Sometimes artists have noted what colours to use, a sort of “paint by numbers” to guide assistants. Infrared reflectography revealed that one of the Getty’s Renaissance paintings was sliced from a larger work. Hunting on the Lagoon by Carpaccio was briefly reunited with its famous counterpart in Italy, Two Venetian Women.

“One disadvantage of our camera is the image size, 256 x 256 pixels. It’s much too small,” she said. An average-sized painting – 2ft x 3ft – takes her about eight hours to scan.

“We chose this because it is very portable and runs off a battery pack. I can take it travelling and capture images into a laptop.”

The National Gallery of Art chose a bulkier, studio-based Mitsubishi camera. Painting Conservator Elizabeth Walmsley knits together the 512 x 512 images electronically.

“We prefer Photoshop because there’s so many instruction manuals and such a large community of users,” said Walmsley, who currently analysing infrared images at the American Academy in Rome.

“Remote sensing satellite software also can be helpful, as it looks at minerals in the earth’s crust. We examine paint, which is often just pulverised minerals.”

Mitsubishi infrared cameras are used by fire-fighters to identify “hot spots”, detect landmines and in medical treatments, such as heart surgery, passive mammography, burn analysis and soft tissue injury.

Yet this adapted technology isn’t cheap. “Our first camera was donated in 1992 and cost $125,000. In four years, the price halved.”

Szafran is frustrated: “The cameras are very expensive. We keep hoping the price will drop for other museums who don’t have big budgets. If anything, the price has gone up. We’re such a small field, it’s just not a money-maker.”

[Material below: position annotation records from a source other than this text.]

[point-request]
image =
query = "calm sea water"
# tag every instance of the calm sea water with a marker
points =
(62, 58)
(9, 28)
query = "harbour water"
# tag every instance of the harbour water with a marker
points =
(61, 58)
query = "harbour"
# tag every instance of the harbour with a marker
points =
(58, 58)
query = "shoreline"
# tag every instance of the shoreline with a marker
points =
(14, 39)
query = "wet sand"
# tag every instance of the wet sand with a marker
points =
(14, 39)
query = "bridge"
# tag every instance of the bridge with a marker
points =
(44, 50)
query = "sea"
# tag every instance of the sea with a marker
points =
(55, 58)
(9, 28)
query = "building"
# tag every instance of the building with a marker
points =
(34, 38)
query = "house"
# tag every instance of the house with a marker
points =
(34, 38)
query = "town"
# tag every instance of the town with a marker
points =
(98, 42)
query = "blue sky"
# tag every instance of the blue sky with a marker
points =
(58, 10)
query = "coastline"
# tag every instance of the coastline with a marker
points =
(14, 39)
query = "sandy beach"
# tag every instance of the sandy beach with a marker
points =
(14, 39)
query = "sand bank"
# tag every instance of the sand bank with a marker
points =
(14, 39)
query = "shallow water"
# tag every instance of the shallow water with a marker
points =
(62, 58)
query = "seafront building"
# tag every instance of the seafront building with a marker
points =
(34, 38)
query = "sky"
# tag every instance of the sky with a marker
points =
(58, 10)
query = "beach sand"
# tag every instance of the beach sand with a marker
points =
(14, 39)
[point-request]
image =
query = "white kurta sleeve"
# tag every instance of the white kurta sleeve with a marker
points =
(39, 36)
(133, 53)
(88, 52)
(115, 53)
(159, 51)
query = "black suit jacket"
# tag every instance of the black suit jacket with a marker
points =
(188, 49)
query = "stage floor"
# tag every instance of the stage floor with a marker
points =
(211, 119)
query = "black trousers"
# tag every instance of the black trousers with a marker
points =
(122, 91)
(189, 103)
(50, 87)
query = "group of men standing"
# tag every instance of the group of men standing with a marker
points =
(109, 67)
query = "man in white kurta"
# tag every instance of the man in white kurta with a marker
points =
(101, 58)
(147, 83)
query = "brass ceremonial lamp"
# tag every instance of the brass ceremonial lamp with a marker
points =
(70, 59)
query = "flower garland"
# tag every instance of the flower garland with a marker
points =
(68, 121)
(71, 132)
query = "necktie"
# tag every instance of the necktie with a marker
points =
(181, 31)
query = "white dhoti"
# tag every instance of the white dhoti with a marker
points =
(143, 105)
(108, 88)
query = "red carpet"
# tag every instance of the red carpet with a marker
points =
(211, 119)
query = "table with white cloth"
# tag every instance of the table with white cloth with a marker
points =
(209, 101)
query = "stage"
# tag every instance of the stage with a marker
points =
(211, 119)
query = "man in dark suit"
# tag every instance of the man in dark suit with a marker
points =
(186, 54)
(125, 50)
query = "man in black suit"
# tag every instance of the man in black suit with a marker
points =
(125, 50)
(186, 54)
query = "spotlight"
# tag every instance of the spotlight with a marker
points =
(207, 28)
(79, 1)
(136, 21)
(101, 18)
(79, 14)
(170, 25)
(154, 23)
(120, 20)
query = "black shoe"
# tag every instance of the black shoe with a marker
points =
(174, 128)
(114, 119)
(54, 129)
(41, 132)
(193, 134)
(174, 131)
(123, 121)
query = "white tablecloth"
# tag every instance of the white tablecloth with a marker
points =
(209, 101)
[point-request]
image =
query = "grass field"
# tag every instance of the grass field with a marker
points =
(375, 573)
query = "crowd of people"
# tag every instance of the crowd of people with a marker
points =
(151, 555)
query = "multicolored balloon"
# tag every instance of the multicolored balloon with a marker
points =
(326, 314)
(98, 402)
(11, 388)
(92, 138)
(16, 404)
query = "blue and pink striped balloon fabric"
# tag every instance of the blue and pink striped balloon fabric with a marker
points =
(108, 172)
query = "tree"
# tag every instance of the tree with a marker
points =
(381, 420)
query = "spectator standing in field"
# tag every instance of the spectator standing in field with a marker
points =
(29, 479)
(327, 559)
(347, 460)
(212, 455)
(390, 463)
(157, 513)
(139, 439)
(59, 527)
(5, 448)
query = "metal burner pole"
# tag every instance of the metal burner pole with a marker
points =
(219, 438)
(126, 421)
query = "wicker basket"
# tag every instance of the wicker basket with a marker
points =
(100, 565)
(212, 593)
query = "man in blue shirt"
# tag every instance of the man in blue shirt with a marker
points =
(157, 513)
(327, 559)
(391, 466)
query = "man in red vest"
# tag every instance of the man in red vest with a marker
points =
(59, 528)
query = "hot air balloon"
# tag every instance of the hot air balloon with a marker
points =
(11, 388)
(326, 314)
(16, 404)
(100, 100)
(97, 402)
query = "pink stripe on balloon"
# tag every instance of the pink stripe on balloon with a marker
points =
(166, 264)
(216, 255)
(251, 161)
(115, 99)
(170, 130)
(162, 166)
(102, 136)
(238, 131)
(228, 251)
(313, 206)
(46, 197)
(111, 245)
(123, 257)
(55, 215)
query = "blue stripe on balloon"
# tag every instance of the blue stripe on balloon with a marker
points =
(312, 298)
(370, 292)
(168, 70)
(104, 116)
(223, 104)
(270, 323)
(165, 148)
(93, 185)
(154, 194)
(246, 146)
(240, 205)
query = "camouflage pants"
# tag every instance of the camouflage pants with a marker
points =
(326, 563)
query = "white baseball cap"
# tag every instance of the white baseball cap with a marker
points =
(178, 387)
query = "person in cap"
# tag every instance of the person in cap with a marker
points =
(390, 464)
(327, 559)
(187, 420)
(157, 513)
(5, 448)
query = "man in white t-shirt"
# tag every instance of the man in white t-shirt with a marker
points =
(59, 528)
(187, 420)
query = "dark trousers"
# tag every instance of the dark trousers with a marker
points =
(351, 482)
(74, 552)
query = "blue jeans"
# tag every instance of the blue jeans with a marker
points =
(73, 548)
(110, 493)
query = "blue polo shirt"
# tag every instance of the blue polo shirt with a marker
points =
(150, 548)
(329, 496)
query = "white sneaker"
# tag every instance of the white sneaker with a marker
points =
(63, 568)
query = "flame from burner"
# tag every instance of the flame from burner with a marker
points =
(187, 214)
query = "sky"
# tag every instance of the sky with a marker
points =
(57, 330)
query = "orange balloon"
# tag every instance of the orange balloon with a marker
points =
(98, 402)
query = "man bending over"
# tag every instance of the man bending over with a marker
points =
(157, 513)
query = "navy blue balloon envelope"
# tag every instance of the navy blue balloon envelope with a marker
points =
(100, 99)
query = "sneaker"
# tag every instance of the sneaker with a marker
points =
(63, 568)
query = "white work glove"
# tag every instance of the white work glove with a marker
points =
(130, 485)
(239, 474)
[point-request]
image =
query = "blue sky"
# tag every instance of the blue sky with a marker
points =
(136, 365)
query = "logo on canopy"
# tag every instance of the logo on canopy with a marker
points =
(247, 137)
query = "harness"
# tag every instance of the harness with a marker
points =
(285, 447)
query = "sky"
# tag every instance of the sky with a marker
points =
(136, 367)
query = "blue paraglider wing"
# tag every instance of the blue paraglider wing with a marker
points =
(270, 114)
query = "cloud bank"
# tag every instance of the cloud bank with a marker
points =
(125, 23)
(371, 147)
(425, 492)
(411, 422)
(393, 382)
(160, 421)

The National Gallery in London has developed specific software, but it’s based on Unix, not PC or Mac. “A new Windows version is due out,” she continued. “You tell the computer what areas you want to overlap and it blends them together.”

In the meantime, conservators will continue “making do”. The Straus Center for Conservation, located in Harvard’s Fogg Art Museum, provides an excellent on-line example of such ingenuity: http://www.artmuseums.harvard.edu/Renaissance/index.html

Szafran’s research will be displayed in Cologne in April. Infrared reflectography helped her and Getty Paintings Curator Denise Allen attribute a work to the elusive Master of the Saint Bartholemew Altarpiece.

The Getty also will host an exhibit, opening in May, entitled “The Making of a Northern Renaissance Panel Painting”, including reflectographs.